L'islam modéré du Sénégal comme barrage contre l'extrémisme religieux

‘Notre version de l'Islam nous protège des excès de violence’

© Reuters / Joe Penney

Une peinture murale d’Amadou Bamba, l’un des leaders historiques de la communauté mouride du Sénégal.

Le journaliste de MO* Kris Berwouts a visité le Sénégal dans une tentative de comprendre l’histoire religieuse unique du pays. D’un côté, il a vu un islam modéré, principalement influencé par le soufisme, de l’autre la menace constante de mouvements ultra-conservateurs.

Le Sénégal est le pays du teranga et de la tolérance. C’est ce qu’il aime à annoncer dans les guides de voyage et les brochures touristiques, et ce n’est pas une exagération. D’ailleurs, c’est une r éalité qu’on peut vivre en voyageant au Sénégal.

Le teranga est l’hospitalité qui vous fait sentir le bienvenu. Cela signifie que les gens vous aident spontanément. Si vous gagnez la confiance de quelqu’un, il vous inclura volontiers dans son cercle d’amis. On noue rapidement des relations cordiales au Sénégal.

Cette tolérance, quant à elle, est liée à l’histoire religieuse particulière du pays. Environ 95 % de la population est musulmane, et la majorité est membre de l’une des quatre confréries soufies sénégalaises.

Le soufisme est la tradition mystique de l’Islam. Il existe dans de nombreuses régions du monde et tend (mais pas partout !) à être ouvert et tolérant!

Le fait que la quasi-totalité du pays soit organisée autour de confréries soufies fait du Sénégal un pays à part dans le monde musulman. Et peut-être même dans le monde entier.

La résistance anti-coloniale

Je suis très ravi de me trouver dans le Studio 432 de Sahad Sarr, à Ouakam, une banlieue agréable de Dakar. Vous trouverez sa musique sur Spotify et YouTube. Il vient de sortir un nouvel album.

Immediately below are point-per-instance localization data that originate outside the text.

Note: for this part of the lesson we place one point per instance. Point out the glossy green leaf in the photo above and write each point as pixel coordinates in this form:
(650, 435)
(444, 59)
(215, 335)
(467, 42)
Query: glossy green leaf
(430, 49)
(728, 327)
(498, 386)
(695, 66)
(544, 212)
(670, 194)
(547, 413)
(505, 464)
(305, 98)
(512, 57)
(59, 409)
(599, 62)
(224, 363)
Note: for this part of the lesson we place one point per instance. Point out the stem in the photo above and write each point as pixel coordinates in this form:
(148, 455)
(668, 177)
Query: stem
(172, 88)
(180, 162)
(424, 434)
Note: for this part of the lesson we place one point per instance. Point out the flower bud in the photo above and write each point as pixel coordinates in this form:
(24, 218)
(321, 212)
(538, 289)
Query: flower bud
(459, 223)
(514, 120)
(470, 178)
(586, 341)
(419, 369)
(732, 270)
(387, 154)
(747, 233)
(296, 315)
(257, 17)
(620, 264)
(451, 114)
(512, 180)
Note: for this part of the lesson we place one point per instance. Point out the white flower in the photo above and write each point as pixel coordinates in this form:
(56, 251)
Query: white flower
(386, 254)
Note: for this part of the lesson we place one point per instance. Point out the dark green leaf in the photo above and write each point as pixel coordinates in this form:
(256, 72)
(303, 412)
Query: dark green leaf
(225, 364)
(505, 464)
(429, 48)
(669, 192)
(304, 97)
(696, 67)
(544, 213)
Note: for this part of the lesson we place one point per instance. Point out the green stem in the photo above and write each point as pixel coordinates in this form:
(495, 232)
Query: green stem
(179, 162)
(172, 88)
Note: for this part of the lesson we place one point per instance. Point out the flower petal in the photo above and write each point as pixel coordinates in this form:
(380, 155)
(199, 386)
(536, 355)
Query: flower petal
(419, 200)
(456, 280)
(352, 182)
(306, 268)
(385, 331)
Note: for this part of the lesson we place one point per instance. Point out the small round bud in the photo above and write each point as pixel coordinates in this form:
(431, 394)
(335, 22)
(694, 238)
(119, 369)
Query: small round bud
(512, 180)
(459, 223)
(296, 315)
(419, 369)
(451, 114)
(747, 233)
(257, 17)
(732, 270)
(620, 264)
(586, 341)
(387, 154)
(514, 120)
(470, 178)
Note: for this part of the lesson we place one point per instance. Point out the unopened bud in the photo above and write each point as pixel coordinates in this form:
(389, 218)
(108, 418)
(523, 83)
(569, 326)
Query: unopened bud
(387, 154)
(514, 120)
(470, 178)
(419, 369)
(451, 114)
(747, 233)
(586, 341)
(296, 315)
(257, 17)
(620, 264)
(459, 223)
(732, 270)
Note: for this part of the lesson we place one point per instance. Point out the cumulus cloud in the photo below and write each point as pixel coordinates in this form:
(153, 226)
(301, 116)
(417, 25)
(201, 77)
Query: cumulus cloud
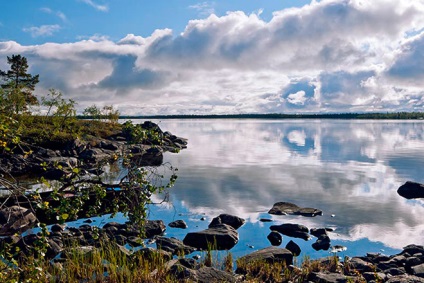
(59, 14)
(99, 7)
(331, 55)
(44, 30)
(204, 8)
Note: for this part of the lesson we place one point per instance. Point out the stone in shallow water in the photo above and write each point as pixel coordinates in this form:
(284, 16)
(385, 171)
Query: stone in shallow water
(292, 230)
(411, 190)
(233, 221)
(287, 208)
(218, 237)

En plus d’être musicien, Sahad est également un membre actif de la communauté Baye Fall, qui fait partie de la confrérie des Mourides. Les Baye Fall vivent un certain nombre de traditions et de valeurs soufies avec une intensité extraordinaire. Pensez au dhikr (l’évocation répétée et rythmique des noms sacrés de Dieu), à la poésie et à la méditation. Il en va de même pour la musique.

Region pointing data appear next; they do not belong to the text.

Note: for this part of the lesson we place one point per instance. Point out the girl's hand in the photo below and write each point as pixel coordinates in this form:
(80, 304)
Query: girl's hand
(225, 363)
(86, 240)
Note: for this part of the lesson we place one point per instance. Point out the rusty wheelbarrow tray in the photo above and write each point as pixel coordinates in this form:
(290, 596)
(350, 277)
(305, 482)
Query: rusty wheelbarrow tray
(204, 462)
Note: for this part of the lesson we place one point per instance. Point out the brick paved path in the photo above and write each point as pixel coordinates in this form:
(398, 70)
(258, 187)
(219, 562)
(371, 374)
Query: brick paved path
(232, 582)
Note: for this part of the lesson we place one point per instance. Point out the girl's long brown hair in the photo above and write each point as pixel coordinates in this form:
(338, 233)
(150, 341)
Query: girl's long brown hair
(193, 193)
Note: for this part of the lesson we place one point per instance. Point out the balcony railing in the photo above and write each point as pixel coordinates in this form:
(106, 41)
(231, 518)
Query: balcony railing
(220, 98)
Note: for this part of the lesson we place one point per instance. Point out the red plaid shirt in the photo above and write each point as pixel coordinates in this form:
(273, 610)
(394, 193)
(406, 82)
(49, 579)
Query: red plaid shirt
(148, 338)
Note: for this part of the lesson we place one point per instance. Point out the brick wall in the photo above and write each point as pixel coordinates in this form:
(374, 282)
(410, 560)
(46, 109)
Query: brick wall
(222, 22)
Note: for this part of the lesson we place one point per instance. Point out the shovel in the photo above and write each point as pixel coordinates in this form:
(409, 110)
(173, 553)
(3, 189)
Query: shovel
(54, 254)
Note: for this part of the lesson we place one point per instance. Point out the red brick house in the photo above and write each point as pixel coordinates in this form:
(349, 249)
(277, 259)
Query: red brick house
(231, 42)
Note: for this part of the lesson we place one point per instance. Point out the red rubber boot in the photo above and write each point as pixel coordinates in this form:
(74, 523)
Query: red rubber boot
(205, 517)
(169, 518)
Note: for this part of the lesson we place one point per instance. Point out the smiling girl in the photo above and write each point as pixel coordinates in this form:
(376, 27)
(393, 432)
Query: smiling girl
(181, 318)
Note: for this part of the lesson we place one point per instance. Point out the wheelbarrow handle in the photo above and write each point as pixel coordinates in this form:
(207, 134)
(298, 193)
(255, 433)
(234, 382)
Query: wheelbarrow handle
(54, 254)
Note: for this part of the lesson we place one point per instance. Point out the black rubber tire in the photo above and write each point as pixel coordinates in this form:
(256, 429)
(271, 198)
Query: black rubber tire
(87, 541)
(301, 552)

‘Nous faisons une distinction entre l’essence de la religion et ce qui vient culturellement des Arabes.’

Sahad: ‘Le mouridisme est né de la résistance à la colonisation. Notre fondateur, le grand maître soufi Amadou Bamba, a été exilé au Gabon et en Mauritanie. Nous chérissons une spiritualité sophistiquée, basée sur l’humanisme.’

L’islam prêché par les pays arabes adhère fortement à la charia et aux cinq piliers: la profession de foi, la prière, la charité, le jeûne et le pèlerinage à la Mecque.

Selon Sahad, ce n’est pas l’essence de l’islam. ‘Pour nous, il manque une dimension importante. Nous vivons l’islam de l’intérieur. Le mysticisme et l’ésotérisme sont importants. Nous essayons d’être généreux et humbles, nous essayons de partager. D’être au service de la communauté.’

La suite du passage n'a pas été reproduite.